Rezension: Finde Deine Innere Ente

Geschichten: 12
Comic-Seiten: 165
Format: 210mm x 148mm (Softcover)
Erscheinungsdatum: 04.04.2018
Preis: 20,00 EUR
Redaktioneller Teil: Christian Eisert
ISBN: 978-3-7704-3981-2
Anmerkung: Diese Rezension ist HIER auch als Video-Rezension verfügbar!
Stöbert man aus Neugierde durch die Bestseller-Listen in der Rubrik Sachbuch, wird man mittlerweile von der unglaublichen Fülle an sogenannten "Life-Coaches" erschlagen. Was man sich darunter vorstellen kann, ist mindestens ebenso vielfältig wie die Auswahl vorm Bücherregal selbst! Früher nannte man dieses Genre "Ratgeber" – heute gibt es praktisch zu jedem Thema einen eigenen Lifestyle-Coach! Die Autorinnen und Autoren geben dabei nicht nur Rat, wie man gesund und sportlich wird oder wie am besten die zusätzlichen Pfunde purzeln. Nein, man bekommt auch gleich noch auf den Weg, wie man "glücklich" wird, wie man "nur durch pure Gedankenkraft schon in sieben Tagen ein schönes, stressfreies Leben führen kann" (!) – und natürlich, wie man in Nullkommanix seine "Innere Mitte" findet. Vor kurzem hat auch die Egmont-Comic-Collection ihren ersten Life-Coach herausgebracht, präsentiert diesen gar als "allumfassende Ultimativlösung" aus der Welt um Entenhausen und fordert den Leser ungeniert auf: Finde deine Innere Ente!

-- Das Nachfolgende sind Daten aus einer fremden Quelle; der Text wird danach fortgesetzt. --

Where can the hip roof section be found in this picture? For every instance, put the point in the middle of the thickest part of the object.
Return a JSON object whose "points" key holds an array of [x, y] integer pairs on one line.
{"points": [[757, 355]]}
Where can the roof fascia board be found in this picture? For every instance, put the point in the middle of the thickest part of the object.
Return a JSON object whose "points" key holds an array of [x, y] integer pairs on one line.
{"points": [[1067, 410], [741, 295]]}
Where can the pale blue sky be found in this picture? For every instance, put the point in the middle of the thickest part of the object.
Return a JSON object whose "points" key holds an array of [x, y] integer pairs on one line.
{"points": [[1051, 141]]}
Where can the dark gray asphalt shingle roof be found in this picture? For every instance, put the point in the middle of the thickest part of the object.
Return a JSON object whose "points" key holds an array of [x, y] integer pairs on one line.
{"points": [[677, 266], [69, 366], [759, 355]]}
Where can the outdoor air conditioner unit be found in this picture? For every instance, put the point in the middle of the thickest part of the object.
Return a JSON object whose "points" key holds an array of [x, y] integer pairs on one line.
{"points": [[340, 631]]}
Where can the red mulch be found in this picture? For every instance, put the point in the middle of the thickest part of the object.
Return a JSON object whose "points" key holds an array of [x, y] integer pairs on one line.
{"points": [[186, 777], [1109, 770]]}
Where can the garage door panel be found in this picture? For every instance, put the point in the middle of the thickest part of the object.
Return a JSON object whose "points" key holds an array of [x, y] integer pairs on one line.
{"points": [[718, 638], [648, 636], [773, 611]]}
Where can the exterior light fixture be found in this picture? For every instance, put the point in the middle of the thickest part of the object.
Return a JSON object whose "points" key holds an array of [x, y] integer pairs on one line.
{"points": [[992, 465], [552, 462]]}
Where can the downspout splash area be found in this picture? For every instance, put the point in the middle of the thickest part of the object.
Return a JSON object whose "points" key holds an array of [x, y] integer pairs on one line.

In den letzten Jahren zeigte sich die ECC für mein Empfinden ausgesprochen kreativ, was ihre Disney-Bände angeht. Man greift im Comicladen des Vertrauens nicht mehr nur zu den ewig gleichen Jubiläumsbänden, sondern darf sich durch ein breites Repertoire an verschiedensten Publikationen und neuen Reihen schmökern. Am auffälligsten dürfte dabei der Band "Finde Deine Innere Ente" für Liebhaber des bekanntesten Erpels der Welt sein. Glaubt ihr nicht? Doch!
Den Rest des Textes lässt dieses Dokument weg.